The Tao of Physics by Fritjof Capra


“As far as the laws of mathematics refer to reality, they are not certain, and as far as they are certain, they do not refer to reality.”


- Albert Einstein

“Everything we call real is made of things that cannot be regarded as real.”

- Niels Bohr

These two giants of Modern Science discovered the conundrum that inspires spiritual seekers to discover a greater Reality than can be discerned through our intellectual equipment.

The author of ‘The Tao of Physics’, Fritjof Capra, himself a physicist, had an epiphany on a beach where he was able to experience his entire environment as a dance of vibrating molecules and atoms. This led him to explore the parallels between the different philosophies of Eastern Mysticism and Physics - “the endeavor of seeing the essential nature of all things”.

The author avers that the underlying unity of all things, though it is chiefly considered an Eastern belief, has also manifested itself in Western Philosophy, only to be discarded in favor of a dualistic approach that attempts to distinguish between Matter and Spirit, Individual and Universe.

This book reveals the harmony between the intuitive wisdom of the East, and the empirical findings of Science. The wisdom expounded in Eastern Philosophies is one that is beyond both sensory perception and intellectual cognition. However, Science in its relentless pursuit of Knowledge has reached an approximation of the great truths in its own way. Its boundaries are being pushed ever farther to accommodate ‘new’ findings.

Fritjof Capra compromises neither his spiritual inclinations nor his scientific training.
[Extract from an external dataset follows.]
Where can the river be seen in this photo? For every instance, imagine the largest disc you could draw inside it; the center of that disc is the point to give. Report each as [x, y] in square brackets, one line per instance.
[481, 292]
The latest findings of particle physics affirm that all measurements of space and time are relative; that ‘solid matter’ is in fact, a continuous dance of energy – a process of endless creation and destruction; that matter is inherently inseparable from force, both being “different aspects of the same phenomena”; and, that there is an interconnection between all matter, that the properties of one part are determined by those of all the others.

This is in harmony with the Spiritual understanding of Brahman/Dharmakaya/Tao – different names for the same underlying Universal principle that is indivisible, all pervasive, and beyond Time, Space, Matter, Energy, and Consciousness.

“…space is nothing but a mode of particularization and it has no real existence of its own…Space exists only in relation to our particularizing consciousness.”

“…space and time co-ordinates are only the elements of a language that is used by an observer to describe his environment.”

Can you guess which of the two statements above was made by a mystic, and which by a physicist?